Almost 90% of the apps already on a Samsung Galaxy 4 state the app is “allowed” to look at, change, delete you contacts, Send messages, email, txt WITHOUT your knowledge or permission !!!
WE the OWNER should be able to deny that part of the useage but can not .. The other bad thing is not being able to delete these apps from the phone easily ..
I’d more prefer to be able to change app permissions, much like firewall software can block phoning home for PCs. This is not new practice, as a Lexmark printer I had ~10y ago kept reinstalling a phone home executable.
Of course, ability to changing app permissions might open the capability for apps to do that to each other….
Fail – Sadly, however, if you give app developers a centimetre, a few of them will take 633.6 metres. (Yes, there are 63,360 inches in a mile.)

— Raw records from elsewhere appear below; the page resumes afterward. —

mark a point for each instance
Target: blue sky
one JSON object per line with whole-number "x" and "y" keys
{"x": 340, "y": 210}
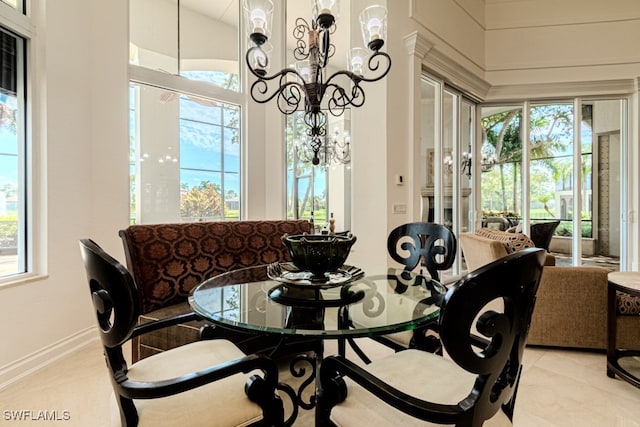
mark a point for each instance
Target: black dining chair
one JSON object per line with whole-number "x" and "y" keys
{"x": 433, "y": 247}
{"x": 209, "y": 382}
{"x": 484, "y": 322}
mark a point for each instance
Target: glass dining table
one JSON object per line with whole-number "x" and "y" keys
{"x": 351, "y": 303}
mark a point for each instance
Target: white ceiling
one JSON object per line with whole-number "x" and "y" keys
{"x": 221, "y": 10}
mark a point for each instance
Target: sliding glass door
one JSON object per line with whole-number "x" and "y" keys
{"x": 447, "y": 132}
{"x": 563, "y": 167}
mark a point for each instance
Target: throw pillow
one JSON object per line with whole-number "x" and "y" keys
{"x": 512, "y": 241}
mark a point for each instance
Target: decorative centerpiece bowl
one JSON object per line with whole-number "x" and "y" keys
{"x": 319, "y": 253}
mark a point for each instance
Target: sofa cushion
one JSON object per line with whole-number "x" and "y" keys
{"x": 168, "y": 260}
{"x": 513, "y": 242}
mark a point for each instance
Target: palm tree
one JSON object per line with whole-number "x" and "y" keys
{"x": 550, "y": 125}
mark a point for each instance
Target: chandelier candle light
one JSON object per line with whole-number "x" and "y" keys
{"x": 308, "y": 81}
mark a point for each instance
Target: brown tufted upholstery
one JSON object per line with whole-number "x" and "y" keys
{"x": 168, "y": 260}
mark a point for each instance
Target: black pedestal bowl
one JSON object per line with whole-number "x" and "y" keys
{"x": 318, "y": 253}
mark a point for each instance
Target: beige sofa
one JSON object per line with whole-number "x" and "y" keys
{"x": 571, "y": 308}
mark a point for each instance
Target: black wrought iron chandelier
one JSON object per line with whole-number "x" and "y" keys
{"x": 308, "y": 81}
{"x": 335, "y": 150}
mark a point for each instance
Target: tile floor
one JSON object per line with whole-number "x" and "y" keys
{"x": 558, "y": 388}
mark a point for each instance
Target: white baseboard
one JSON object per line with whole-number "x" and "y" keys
{"x": 29, "y": 364}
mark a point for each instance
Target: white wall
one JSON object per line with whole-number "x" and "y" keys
{"x": 82, "y": 140}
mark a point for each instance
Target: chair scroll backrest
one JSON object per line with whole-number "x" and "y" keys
{"x": 435, "y": 243}
{"x": 113, "y": 293}
{"x": 512, "y": 281}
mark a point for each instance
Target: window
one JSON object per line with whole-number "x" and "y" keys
{"x": 185, "y": 115}
{"x": 14, "y": 246}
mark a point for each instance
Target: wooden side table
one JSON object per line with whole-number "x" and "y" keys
{"x": 623, "y": 299}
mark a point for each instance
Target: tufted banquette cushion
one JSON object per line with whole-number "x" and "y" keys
{"x": 168, "y": 260}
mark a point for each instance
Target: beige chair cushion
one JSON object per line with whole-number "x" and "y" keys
{"x": 220, "y": 403}
{"x": 513, "y": 242}
{"x": 417, "y": 373}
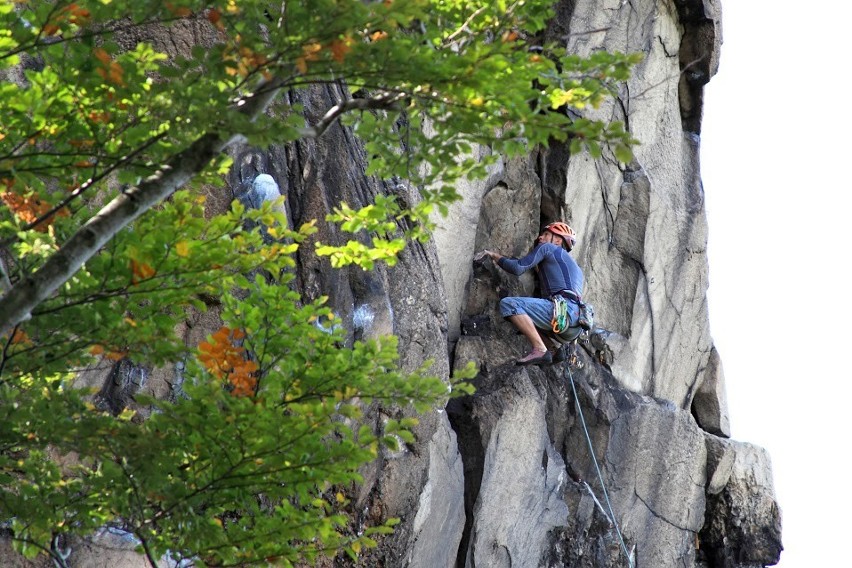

There are – 1 609.344 metres in a Mile
Yes, that follows precisely from the statement you quoted, namely that there are 63,360 inches in a mile. Therefore, since there are exactly 2.54cm in an inch, there are exactly 1609.344 metres in a mile. So you are 100% correct, except for the word “fail,” which is 100% wrong.
Here you are:
1 mile / 1 inch = 63,360 (the units of distance cancel out to leave a dimensionless number)
633.6m / 1cm = 63,360 (ditto)
Keep the dimensions; it’s messing you up to pull them:
You could have said 63360 inches, or 1609.344 meters. However, you conflated the numbers with the dimension: 633.6 and meters. (i.e you used 63360 inches / 100, but tacked on meters at the end instead of 100-inch increments).
That’s OK. In Star Trek TOS they managed to go “halfway across the galaxy” in minutes @ warp 10. Even the sainted writers of Star Trek messed up on occasion.
Keep up the good work, but realize that your techie audience is GOING to catch you.
I’m deinstalling this app right now.